Only goodness and faithful love will pursue me all the days of my life, and I dwell in the house of the LORD as long as I live. Psalm 23:6
David wrote this psalm not early in life as we so often image, but he wrote it towards the end of his life. Which means that David is reflecting back on how God has been a good shepherd to him, and is pointing out to us how God can be our good shepherd also.
The verb “pursue” is commonly used for attackers, but here the Lord’s “goodness and faithful love” (referring to covenant benefits) are personified as the ones who chased David throughout his life. “As long as I live” represents the Hebrew “for the length of days”. This is equivalent to the parallel “all the days of my life”. Though some translate this as “forever”, it is nowhere else used that way but always refers to one’s earthly life. “Dwell” (Hb yashav) is similar to the word for “return” (Hb shuv), in this verbal form, it differs only in the vowels. It is possible that the request is to return to the sanctuary of the Lord throughout one’s life, although the preposition “in” argues for the idea of “dwell”.

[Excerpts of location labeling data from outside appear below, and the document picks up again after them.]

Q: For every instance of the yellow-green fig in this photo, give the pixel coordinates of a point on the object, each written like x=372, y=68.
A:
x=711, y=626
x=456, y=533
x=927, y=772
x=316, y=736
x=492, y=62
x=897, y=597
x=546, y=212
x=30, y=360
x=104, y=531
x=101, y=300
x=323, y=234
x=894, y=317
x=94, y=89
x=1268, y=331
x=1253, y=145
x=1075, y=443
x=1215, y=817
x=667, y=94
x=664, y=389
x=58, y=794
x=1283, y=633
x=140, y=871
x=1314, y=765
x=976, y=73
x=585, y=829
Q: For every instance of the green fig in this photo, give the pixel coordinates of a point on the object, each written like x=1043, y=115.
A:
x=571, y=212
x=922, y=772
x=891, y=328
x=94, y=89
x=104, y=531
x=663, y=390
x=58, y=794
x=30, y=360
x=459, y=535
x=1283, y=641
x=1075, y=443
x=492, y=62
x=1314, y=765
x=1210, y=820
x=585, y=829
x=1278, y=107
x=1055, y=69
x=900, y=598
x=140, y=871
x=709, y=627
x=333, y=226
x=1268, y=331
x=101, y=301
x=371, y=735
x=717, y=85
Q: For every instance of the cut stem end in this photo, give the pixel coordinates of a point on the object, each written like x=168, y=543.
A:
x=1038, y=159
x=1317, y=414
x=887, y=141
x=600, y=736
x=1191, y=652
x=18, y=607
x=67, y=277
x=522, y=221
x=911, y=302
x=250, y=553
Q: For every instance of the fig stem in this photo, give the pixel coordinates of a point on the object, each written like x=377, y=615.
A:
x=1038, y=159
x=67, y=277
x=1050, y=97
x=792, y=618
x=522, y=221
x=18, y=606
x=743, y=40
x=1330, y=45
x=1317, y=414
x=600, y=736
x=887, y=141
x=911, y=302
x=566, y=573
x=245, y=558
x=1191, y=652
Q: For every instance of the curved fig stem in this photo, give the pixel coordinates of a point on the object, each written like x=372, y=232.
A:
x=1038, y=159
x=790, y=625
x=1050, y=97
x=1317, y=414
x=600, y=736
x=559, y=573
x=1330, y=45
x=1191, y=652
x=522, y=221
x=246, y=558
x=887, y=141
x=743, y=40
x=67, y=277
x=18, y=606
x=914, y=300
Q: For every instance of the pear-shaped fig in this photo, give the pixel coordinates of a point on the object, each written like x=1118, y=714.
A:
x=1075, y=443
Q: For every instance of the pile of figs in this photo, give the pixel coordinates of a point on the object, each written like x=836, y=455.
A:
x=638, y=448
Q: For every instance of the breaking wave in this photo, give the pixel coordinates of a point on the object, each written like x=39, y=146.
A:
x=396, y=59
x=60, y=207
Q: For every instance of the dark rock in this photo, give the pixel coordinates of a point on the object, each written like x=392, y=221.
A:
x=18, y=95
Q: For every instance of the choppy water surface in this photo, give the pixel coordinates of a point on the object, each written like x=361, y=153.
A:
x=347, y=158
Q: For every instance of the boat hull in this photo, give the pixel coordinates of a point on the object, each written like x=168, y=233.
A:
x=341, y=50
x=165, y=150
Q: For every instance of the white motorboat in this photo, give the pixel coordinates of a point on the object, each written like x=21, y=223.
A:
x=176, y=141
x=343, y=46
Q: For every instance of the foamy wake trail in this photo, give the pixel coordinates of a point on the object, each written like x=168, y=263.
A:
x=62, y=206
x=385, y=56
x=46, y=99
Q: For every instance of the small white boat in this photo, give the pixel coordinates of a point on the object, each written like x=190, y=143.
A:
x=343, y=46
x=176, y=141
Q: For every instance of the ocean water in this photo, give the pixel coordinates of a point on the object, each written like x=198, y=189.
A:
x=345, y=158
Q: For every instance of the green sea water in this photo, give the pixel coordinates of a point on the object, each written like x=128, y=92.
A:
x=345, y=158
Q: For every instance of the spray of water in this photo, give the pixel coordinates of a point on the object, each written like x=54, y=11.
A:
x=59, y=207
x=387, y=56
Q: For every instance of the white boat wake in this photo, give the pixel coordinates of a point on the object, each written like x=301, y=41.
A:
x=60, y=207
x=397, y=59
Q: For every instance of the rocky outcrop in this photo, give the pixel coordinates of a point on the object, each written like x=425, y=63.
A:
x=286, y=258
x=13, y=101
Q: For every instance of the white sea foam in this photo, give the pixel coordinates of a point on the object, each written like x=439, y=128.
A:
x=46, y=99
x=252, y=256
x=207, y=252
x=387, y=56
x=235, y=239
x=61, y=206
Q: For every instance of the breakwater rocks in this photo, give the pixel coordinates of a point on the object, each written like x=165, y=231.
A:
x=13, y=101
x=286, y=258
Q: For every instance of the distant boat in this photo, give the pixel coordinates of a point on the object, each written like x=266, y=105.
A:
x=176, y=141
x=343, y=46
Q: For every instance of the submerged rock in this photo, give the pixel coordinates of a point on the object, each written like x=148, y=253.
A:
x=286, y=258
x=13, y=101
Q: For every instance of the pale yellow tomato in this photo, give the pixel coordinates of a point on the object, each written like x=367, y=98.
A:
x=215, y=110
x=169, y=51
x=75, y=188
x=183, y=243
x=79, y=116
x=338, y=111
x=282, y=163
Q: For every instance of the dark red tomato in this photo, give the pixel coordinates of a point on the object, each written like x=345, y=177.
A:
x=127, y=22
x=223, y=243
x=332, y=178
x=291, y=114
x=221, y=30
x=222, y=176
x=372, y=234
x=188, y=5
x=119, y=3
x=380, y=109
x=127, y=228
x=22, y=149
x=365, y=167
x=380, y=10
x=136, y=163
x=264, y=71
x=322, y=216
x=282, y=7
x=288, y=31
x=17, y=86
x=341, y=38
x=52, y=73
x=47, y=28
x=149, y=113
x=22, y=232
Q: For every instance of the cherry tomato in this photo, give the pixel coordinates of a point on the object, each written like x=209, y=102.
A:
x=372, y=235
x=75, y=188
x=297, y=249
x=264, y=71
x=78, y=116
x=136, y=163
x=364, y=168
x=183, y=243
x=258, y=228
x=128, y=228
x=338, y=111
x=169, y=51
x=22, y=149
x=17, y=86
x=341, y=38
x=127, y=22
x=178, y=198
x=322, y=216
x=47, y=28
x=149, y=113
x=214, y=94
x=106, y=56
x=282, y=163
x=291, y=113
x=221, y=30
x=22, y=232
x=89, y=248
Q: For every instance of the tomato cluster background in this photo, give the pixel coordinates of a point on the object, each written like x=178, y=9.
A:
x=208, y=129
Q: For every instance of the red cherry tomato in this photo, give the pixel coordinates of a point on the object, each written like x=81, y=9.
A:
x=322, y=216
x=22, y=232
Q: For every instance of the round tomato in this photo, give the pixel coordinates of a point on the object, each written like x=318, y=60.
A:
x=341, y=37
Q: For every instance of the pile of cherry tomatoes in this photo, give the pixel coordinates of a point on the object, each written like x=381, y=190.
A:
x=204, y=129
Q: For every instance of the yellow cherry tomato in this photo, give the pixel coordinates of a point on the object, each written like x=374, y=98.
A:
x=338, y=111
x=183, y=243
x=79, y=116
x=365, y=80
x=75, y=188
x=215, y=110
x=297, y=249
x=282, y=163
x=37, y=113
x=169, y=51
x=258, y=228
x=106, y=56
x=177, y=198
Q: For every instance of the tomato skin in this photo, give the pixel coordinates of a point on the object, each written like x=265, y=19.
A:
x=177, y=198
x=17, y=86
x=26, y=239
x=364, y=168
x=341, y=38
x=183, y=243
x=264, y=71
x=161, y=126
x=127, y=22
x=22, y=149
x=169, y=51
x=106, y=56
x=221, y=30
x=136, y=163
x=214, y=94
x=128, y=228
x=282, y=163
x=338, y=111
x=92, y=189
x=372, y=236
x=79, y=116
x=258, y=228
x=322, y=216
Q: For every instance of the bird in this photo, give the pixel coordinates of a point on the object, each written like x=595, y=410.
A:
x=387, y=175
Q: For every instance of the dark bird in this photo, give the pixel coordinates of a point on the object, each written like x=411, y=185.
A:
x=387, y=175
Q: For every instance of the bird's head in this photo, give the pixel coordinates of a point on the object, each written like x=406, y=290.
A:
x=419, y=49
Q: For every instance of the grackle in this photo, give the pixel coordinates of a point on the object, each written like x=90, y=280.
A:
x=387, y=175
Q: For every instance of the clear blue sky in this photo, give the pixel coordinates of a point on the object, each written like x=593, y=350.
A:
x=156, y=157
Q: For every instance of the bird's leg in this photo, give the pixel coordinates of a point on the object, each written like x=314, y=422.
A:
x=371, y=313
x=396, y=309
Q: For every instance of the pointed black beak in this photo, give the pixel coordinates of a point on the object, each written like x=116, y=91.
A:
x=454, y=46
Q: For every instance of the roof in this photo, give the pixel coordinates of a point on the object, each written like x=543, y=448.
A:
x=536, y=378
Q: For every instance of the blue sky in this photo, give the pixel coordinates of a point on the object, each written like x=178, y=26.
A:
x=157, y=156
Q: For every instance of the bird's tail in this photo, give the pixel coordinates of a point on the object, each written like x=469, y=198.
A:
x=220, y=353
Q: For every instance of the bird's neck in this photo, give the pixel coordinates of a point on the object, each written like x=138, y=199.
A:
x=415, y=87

Either way you choose to interrupt the word “dwell” or the phrase “all the day of my life” and “as long as I live” David is telling us something even more important. David is telling us that we our only a temporary residence or a guest living in this world. That is why he wrote “I dwell in the house of the LORD as long as I live”. To David the “house of the LORD” was the temple in Jerusalem, which was a man made structure that was not going to last forever. And to us the “house of the LORD” is our physical bodies, which are designed to not last forever. David was pointing out that his true home was not a temporary structure not made to last forever, but his true home was with God in a place that will last forever and with a body that will last forever. And the same is true for us today. The sooner we realize that this world is not our home, that we have “citizenship” elsewhere making us “ambassadors”, and that these physical bodies that we worry and fret over are just a temporary housing for us while we are living in this world as guests.
David knew he was going to a better place when his time “dwelling in the house of the LORD” was done here on earth. And how did David know this? He knew this because he had put his faith and trust in his Lord and his God for most of his life. And the same hold true for you. If you place your faith and trust in God, then you too will receive the promise of a better place when your temporary residency here on earth is at an end. And the way you do that is very simple and very easy. Pray this simple prayer:
Dear God, I know that my sin has separated me from you. Thank you that Jesus Christ died in my place. I ask Jesus to forgive my sin and to come into my life. Please begin to direct my life. Thank you for giving me eternal life. In Jesus’ name, Amen.